After the big waves, the speculators who swam naked retreated, leaving behind the seven pillars we analyzed in depth:

  • HashKey and OSL maintained the bottom line of compliant trading and custody, becoming Hong Kong Web3’s “utilities”;
  • Star Road and Asseto proved the feasibility of traditional conglomerates revitalizing existing assets through RWA;
  • FireX demonstrated Hong Kong’s unique ability to connect real industries (hashpower/energy) with digital finance;
  • Mantra and AlloyX provided essential underlying public chains and DeFi liquidity aggregation.

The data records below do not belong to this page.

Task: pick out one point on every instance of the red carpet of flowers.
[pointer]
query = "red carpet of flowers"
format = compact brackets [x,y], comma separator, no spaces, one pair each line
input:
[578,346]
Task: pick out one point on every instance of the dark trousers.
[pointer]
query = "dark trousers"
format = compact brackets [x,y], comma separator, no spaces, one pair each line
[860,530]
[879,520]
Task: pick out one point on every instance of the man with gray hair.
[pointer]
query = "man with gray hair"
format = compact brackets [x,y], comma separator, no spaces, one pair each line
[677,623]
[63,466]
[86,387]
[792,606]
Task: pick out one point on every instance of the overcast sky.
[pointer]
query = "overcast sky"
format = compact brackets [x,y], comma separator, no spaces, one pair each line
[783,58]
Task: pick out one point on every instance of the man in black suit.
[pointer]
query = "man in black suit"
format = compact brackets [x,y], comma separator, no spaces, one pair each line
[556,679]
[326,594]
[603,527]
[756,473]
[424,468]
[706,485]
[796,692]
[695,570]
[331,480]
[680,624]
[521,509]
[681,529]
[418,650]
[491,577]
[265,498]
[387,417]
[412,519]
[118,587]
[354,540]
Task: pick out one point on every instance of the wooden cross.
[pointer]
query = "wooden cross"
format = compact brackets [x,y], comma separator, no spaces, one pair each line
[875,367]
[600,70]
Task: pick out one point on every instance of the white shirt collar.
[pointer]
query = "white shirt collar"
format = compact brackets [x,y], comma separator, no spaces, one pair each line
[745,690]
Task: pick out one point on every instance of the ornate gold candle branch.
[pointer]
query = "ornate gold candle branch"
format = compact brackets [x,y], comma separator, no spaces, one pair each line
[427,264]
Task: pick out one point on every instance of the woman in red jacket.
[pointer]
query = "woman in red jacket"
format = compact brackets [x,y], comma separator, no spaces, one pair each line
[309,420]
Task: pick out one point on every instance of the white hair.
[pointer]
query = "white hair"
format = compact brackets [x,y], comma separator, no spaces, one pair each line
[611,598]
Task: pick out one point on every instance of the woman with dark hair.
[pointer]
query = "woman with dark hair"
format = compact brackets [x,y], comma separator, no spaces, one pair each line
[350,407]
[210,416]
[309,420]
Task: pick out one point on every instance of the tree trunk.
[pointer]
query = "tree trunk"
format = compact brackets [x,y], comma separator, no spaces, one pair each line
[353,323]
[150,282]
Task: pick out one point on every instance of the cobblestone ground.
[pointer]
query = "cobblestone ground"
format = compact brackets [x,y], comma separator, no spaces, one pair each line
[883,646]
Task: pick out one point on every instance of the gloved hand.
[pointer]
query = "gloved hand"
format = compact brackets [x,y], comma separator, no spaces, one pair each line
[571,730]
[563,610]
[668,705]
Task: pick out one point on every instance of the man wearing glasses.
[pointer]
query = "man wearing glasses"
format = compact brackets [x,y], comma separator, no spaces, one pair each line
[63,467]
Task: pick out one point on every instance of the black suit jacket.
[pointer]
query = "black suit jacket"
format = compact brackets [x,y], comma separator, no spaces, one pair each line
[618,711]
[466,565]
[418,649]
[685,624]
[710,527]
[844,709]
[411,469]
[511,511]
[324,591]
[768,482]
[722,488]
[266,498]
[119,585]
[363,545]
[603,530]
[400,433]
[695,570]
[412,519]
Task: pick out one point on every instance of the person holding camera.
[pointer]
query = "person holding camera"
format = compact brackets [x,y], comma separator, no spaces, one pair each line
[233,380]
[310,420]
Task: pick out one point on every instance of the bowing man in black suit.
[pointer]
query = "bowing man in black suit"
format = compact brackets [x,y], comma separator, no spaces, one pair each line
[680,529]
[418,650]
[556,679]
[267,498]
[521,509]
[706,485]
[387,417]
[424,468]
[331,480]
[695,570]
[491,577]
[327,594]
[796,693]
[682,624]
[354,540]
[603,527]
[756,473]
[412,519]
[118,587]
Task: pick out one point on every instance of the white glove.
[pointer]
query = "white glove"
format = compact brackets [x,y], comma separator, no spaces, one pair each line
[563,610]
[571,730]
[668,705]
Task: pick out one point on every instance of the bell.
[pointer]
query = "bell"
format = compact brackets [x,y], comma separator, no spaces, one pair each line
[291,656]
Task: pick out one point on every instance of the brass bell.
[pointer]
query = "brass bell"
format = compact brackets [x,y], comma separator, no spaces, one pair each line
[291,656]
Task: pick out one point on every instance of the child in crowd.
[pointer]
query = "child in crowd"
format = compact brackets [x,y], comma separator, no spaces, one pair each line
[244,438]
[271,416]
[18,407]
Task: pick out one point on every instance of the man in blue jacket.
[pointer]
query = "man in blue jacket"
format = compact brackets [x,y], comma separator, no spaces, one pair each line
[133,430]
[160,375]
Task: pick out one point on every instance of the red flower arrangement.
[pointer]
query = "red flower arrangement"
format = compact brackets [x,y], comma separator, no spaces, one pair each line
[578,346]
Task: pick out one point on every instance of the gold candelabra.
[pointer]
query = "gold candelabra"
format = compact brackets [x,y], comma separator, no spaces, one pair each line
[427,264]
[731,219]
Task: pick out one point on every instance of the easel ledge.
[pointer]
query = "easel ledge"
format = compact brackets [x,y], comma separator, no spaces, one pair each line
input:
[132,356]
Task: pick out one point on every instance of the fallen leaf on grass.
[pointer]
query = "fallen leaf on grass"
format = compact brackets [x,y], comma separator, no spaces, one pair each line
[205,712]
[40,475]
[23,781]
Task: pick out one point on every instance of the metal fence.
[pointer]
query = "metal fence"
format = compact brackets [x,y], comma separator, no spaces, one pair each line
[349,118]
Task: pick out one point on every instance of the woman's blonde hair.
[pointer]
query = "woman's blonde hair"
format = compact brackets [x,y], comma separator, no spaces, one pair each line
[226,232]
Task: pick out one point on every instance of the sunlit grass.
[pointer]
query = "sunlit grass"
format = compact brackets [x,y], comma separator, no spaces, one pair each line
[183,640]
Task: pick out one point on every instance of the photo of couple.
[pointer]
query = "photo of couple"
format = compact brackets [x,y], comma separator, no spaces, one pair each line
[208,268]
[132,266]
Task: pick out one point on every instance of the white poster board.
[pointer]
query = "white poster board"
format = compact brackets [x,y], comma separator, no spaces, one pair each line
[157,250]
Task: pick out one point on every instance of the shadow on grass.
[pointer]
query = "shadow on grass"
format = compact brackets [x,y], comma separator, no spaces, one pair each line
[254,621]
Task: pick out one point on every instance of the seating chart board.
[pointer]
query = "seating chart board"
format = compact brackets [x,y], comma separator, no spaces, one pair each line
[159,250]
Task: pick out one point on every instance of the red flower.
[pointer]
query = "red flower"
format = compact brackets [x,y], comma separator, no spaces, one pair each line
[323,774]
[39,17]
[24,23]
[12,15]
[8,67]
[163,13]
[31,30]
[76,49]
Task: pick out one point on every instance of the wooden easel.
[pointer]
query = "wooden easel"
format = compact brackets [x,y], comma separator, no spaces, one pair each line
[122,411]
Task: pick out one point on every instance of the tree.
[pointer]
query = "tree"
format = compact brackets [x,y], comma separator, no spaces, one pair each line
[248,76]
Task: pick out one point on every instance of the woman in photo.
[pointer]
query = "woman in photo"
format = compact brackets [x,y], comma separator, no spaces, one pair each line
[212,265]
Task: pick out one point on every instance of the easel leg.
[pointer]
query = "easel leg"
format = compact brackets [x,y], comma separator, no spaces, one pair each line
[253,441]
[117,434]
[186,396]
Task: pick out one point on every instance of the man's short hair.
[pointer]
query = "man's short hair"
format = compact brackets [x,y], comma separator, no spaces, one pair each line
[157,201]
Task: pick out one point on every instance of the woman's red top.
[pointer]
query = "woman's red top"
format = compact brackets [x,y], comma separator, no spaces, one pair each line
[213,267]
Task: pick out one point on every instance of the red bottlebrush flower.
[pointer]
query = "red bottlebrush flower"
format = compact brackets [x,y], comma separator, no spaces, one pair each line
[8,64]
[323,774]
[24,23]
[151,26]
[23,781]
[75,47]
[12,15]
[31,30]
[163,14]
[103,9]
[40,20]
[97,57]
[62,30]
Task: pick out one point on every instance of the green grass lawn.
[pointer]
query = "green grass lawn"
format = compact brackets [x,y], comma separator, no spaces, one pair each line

Looking ahead to 2026, three major trends are expected in Hong Kong’s RWA market:

  1. “Internal cycle” shifting to “External cycle”: As mainland capital channels tighten, Hong Kong will fully abandon the “helping mainland capital go abroad” gray area. Future growth will mainly come from “Global assets, Hong Kong distribution,” i.e., packaging US bonds, Dubai real estate (like Mantra), or global hashpower (like FireX) for institutional investors in Southeast Asia, Middle East, and Japan/Korea. Hong Kong will become a true “Offshore Financial Router.”

  2. The boundary between RWA and DeFi dissolves (CeDeFi): Pure “asset on-chain” is no longer profitable. The next phase’s core competition is “composability.” We will see more aggregators like AlloyX, using tokenized funds issued by Star Road as collateral to generate stablecoins or leverage on-chain. Compliant CeFi assets will become the best “Lego blocks” for DeFi protocols.

  3. Stablecoins as the ultimate battlefield for RWA: All RWA transactions and settlements ultimately point to currency. With the implementation of Hong Kong stablecoin regulations, “Interest-bearing stablecoins” (backed by RWA assets) will become the largest RWA single product. Whoever masters the issuance scenarios of RWA (e.g., FireX’s mining yield settlement, Asseto’s real estate rent distribution) will control the minting of HKD/USD stablecoins.

The story of Hong Kong RWA is not over; it has only just passed the “grassroots entrepreneurship” chapter and entered the “institutional game” phase. In this new stage, compliance is no longer a burden but the greatest asset; technology is no longer a gimmick but a carrier of credit. Hong Kong, a city constantly evolving through crises, is redefining its role as a financial hub in the digital age.